The next speaker was Brian Deegan, a traffic engineer specialising in road layout and design, who spoke of the challenges he faced when working for Transport for London (TfL), and their relevance in tackling many of the issues now arising in the Harpenden area. Bureaucratic inertia dogged too many initiatives in tackling transport problems, he said. But health and safety were issues which nowadays often forced local authorities into action.
Everyone agreed with the basic tenet that cycling should be encouraged. It provided healthy exercise and was pollution free, though there was admittedly a safety issue where bikes had to share road space with cars, lorries and buses. But Mr Deegan contended that, despite media publicity drawn by accidents to cyclists, TfL statistics showed that, even in London, the risks were infinitesimal.

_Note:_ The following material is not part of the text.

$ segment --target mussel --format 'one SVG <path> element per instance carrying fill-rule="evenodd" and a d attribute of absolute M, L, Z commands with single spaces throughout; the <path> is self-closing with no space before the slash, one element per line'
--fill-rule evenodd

Cycling and walking were, in many cases, viable alternatives to driving, in and around a town the size of Harpenden. In Mr Deegan’s judgment, a reasonably fit person could walk from one side of the town to the other in 20 minutes or, in the same length of time, they could cycle from Wheathampstead to Redbourn.
What makes a street healthy and welcoming, was a rhetorical question Mr Deegan endeavoured to answer. It should be easy to cross, have seats where pedestrians can relax and feel safe, with clean air and a low noise level allowing people to talk without shouting.
He criticised many of the footways (pavements) in Harpenden’s busy minor roads, such as Roundwood Lane and Carlton Road, for being too narrow for safety; a width of 4ft 7in (1.4m) should be the minimum. Also on safety grounds, pedestrianisation of some or all of Lower High Street - previously proposed and rejected - should perhaps be considered again.
John Talbot, from the town’s car park study group set up in 2014, representing residents’ and business interests in the town, said it was vital for the parking issue to be an integral element of the forthcoming Neighbourhood Plan. The problems needed to be better understood, leading to a ‘joined up’ plan rather than a piecemeal approach - exemplified by proposals a year or so ago for kerbside restrictions in the Avenues area.
A full survey was needed, said Mr Talbot, to establish a percentage breakdown of where Harpenden’s all-day kerbside parkers came from. It was recognised that a substantial number were London commuters who drove in each weekday morning from Wheathampstead, Redbourn or the smaller outlying villages. There was also anecdotal evidence that people from distant parts of the country, flying off on holiday from Luton Airport, parked their cars in Harpenden streets for weeks at a time, incurring only the cost of taxi rides to and from the airport.
There were, he added, inevitable obstacles, principally one of cost, to be addressed in any proposals to ease Harpenden’s parking problems. Underground car parks were perhaps the most visually attractive solution, though recent estimates pointed to a cost of around £30,000 per car space. That prompted county councillor Teresa Heritage to emphasise the present constraints on the public purse in attempts to ease Harpenden’s acute transport and parking issues.
From the floor of the meeting, resident Rob Pearman made a plea, on the grounds of pedestrian and child safety, for lower speed limits to be imposed on more streets in Harpenden, particularly where parked cars on both sides make them effectively single-lane thoroughfares.
He cited Tennyson Road as an example, on the grounds of pedestrian and child safety, where a 20mph speed restriction was needed. But county councillor David Williams pointed out that the police were not empowered to enforce lower local speed limits. However, there was general agreement from those attending the meeting that the alternative of adding more ‘speed humps’ in residential roads should be resisted.
Meanwhile a number of those in the audience called for local campaigns aimed at encouraging people to walk or cycle, in the interests of health and fitness, while combatting Harpenden’s seemingly ingrained ‘car culture’. Joanne Wicks said youngsters should be encouraged to take up cycling as a sport and that designated cycle routes were needed ‘where people want and need to go’. A more specific suggestion from the floor was that a truly safe ‘off road’ cycle lane between Harpenden and Southdown could be provided along the edge of the common, parallel with Southdown Road.
What about a London-style ‘congestion charge’ to be imposed on drivers wanting to come into the town centre, asked Ron Taylor. It would encourage informal car sharing or the formation of more formal ‘car user clubs’, possibly linked to community groups. Cllr David Williams said the proposal could, perhaps in 10 or 15 years time, when the technology had been refined, be integrated into a road charging scheme.